I would respond to that question by being weasely :-) Physics isn't math, and physical theories aren't axiomatic systems. The physical principles behind GR (the equivalence principle, ...) have resisted precise mathematical formulation, and maybe they always will. The theorem in the Ehlers paper isn't a general theorem in GR; it's a theorem about certain types of physical systems -- those that obey the dominant energy condition and are nonsingular. (The latter isn't explicitly stated in the paper, but I think it's implicit, since they assume the metric is well defined in a certain neighborhood.) We have strong reasons to believe that there are physical systems that violate the DEC ( http://arxiv.org/abs/gr-qc/0205066v1 ), and that there are also physical systems that are singular. What I would say is that if we came across a real-world physical system (a singular one, or one that violated the DEC) for which there was no result conceptually analogous to the theorem in the Ehlers paper, then that would falsify GR's geometrical picture of gravity.

atyy said:
BTW, do the binaries really not travel on geodesics of the full spacetime (ie. background + gravitational waves)?
I think the first two paragraphs on p. 2 of the Ehlers paper do a good job of explaining why this question doesn't have a well-defined answer unless the terms are more clearly defined.

If you want a specific example where bodies of finite mass clearly don't travel along geodesics, then replace one of the neutron stars in the Hulse-Taylor binary with a black hole. In this situation we can't possibly talk about whether the black hole follows a geodesic of the full metric, since in that spacetime the singularity isn't a point in the manifold; all we can hope to say is whether the black hole follows a geodesic of the background metric. It is then clear that it can't follow a geodesic of the background metric, since the rate of radiation is proportional to the square of the mass of the black hole.
 
  • #13
bcrowell said:
Thanks for the pointer to the Ehlers paper, atyy -- that's cool.

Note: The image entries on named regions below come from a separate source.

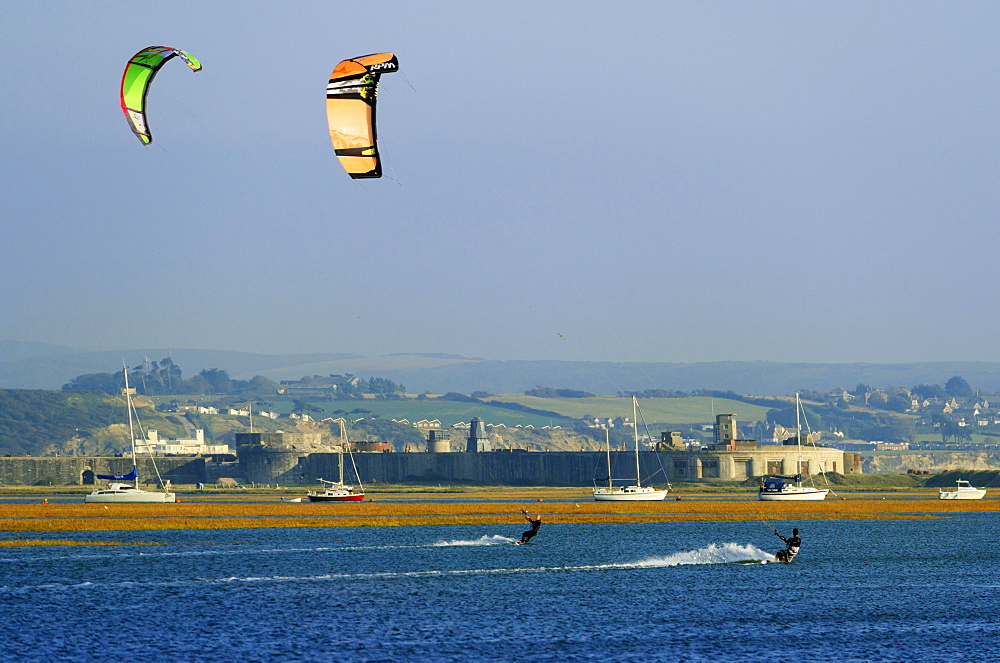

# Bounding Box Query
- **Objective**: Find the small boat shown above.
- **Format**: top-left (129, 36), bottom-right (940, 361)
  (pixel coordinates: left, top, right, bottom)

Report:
top-left (594, 396), bottom-right (670, 502)
top-left (306, 417), bottom-right (365, 502)
top-left (83, 367), bottom-right (177, 504)
top-left (938, 479), bottom-right (986, 500)
top-left (757, 474), bottom-right (830, 502)
top-left (306, 479), bottom-right (365, 502)
top-left (757, 394), bottom-right (830, 502)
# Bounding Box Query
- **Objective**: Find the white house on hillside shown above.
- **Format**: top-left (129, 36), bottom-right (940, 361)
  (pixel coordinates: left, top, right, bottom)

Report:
top-left (135, 428), bottom-right (232, 456)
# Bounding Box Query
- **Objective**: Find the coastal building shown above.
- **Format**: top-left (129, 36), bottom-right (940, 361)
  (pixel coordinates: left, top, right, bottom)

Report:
top-left (135, 428), bottom-right (232, 456)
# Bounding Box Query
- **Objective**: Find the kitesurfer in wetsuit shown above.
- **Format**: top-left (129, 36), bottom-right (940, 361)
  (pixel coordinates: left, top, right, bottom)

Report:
top-left (518, 509), bottom-right (542, 543)
top-left (774, 529), bottom-right (802, 562)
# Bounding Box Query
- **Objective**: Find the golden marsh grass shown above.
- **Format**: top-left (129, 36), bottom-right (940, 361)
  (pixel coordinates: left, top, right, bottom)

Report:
top-left (0, 488), bottom-right (1000, 545)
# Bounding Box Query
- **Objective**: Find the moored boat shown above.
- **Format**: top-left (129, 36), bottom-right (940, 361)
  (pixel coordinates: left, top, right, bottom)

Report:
top-left (938, 479), bottom-right (986, 500)
top-left (594, 396), bottom-right (670, 502)
top-left (83, 367), bottom-right (177, 504)
top-left (306, 417), bottom-right (365, 502)
top-left (757, 474), bottom-right (830, 502)
top-left (306, 479), bottom-right (365, 502)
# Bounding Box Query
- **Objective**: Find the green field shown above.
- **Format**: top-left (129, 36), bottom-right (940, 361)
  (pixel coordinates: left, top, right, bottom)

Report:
top-left (492, 396), bottom-right (768, 424)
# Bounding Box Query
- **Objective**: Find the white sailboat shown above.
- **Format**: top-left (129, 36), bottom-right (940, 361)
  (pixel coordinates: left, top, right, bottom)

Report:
top-left (83, 366), bottom-right (177, 504)
top-left (757, 393), bottom-right (830, 501)
top-left (938, 479), bottom-right (988, 500)
top-left (306, 417), bottom-right (365, 502)
top-left (594, 396), bottom-right (669, 502)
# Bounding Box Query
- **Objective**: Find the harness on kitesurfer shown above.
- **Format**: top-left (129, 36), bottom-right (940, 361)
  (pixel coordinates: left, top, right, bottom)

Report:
top-left (517, 509), bottom-right (542, 544)
top-left (771, 527), bottom-right (802, 563)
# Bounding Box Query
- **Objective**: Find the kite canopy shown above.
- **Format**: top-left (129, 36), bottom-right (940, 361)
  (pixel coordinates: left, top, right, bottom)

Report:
top-left (121, 46), bottom-right (201, 145)
top-left (326, 53), bottom-right (399, 179)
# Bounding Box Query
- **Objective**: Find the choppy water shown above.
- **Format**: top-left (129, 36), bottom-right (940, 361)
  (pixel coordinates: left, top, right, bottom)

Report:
top-left (0, 514), bottom-right (1000, 663)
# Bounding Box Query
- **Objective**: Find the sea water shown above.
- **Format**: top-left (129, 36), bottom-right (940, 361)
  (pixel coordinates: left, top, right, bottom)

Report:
top-left (0, 514), bottom-right (1000, 663)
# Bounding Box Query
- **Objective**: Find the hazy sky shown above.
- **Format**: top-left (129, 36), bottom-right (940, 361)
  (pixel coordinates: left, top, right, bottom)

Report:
top-left (0, 0), bottom-right (1000, 362)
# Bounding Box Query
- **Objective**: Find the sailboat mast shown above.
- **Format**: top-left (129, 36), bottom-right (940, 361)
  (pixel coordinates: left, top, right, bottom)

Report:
top-left (632, 394), bottom-right (642, 487)
top-left (122, 362), bottom-right (139, 487)
top-left (604, 424), bottom-right (614, 490)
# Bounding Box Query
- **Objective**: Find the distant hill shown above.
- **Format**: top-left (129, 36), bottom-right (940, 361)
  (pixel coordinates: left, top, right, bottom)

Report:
top-left (0, 341), bottom-right (1000, 396)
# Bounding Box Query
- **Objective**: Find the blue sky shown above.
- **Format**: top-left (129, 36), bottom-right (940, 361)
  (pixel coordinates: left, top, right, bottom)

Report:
top-left (0, 0), bottom-right (1000, 362)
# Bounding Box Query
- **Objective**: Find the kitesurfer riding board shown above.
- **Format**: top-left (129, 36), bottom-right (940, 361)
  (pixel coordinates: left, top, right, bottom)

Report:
top-left (774, 529), bottom-right (802, 564)
top-left (514, 509), bottom-right (542, 545)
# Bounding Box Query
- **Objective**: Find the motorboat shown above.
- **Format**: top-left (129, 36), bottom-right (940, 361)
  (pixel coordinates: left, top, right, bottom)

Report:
top-left (83, 366), bottom-right (177, 504)
top-left (594, 396), bottom-right (670, 502)
top-left (757, 474), bottom-right (830, 502)
top-left (938, 479), bottom-right (986, 500)
top-left (306, 417), bottom-right (365, 502)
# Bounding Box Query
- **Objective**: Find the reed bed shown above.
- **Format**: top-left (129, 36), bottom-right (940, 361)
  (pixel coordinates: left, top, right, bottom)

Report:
top-left (0, 489), bottom-right (1000, 532)
top-left (0, 539), bottom-right (155, 548)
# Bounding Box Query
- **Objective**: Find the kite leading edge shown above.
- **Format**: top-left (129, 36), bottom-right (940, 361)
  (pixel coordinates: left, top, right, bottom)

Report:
top-left (121, 46), bottom-right (201, 145)
top-left (326, 53), bottom-right (399, 179)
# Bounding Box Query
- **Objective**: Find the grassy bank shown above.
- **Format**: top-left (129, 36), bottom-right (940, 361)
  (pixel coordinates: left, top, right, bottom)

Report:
top-left (0, 488), bottom-right (1000, 539)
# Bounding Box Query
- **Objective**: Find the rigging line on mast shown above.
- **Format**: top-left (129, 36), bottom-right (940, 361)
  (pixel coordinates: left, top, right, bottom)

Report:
top-left (795, 395), bottom-right (843, 499)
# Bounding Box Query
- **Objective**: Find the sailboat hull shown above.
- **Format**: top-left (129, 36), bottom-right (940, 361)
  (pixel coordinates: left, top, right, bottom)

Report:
top-left (757, 486), bottom-right (830, 502)
top-left (83, 484), bottom-right (177, 504)
top-left (594, 486), bottom-right (667, 502)
top-left (306, 490), bottom-right (365, 502)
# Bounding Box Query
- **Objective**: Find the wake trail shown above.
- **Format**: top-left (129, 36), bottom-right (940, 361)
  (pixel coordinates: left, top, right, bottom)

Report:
top-left (0, 535), bottom-right (773, 596)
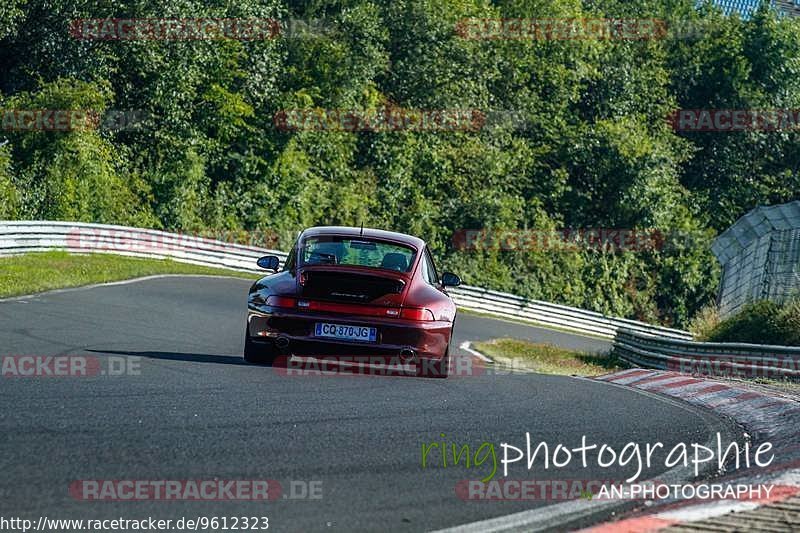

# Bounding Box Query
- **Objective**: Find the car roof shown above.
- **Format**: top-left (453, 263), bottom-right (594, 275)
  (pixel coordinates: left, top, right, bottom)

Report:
top-left (301, 226), bottom-right (425, 250)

I would respond to that question by being weasely :-) Physics isn't math, and physical theories aren't axiomatic systems. The physical principles behind GR (the equivalence principle, ...) have resisted precise mathematical formulation, and maybe they always will. The theorem in the Ehlers paper isn't a general theorem in GR; it's a theorem about certain types of physical systems -- those that obey the dominant energy condition and are nonsingular. (The latter isn't explicitly stated in the paper, but I think it's implicit, since they assume the metric is well defined in a certain neighborhood.) We have strong reasons to believe that there are physical systems that violate the DEC ( http://arxiv.org/abs/gr-qc/0205066v1 ), and that there are also physical systems that are singular. What I would say is that if we came across a real-world physical system (a singular one, or one that violated the DEC) for which there was no result conceptually analogous to the theorem in the Ehlers paper, then that would falsify GR's geometrical picture of gravity.


I think the first two paragraphs on p. 2 of the Ehlers paper do a good job of explaining why this question doesn't have a well-defined answer unless the terms are more clearly defined.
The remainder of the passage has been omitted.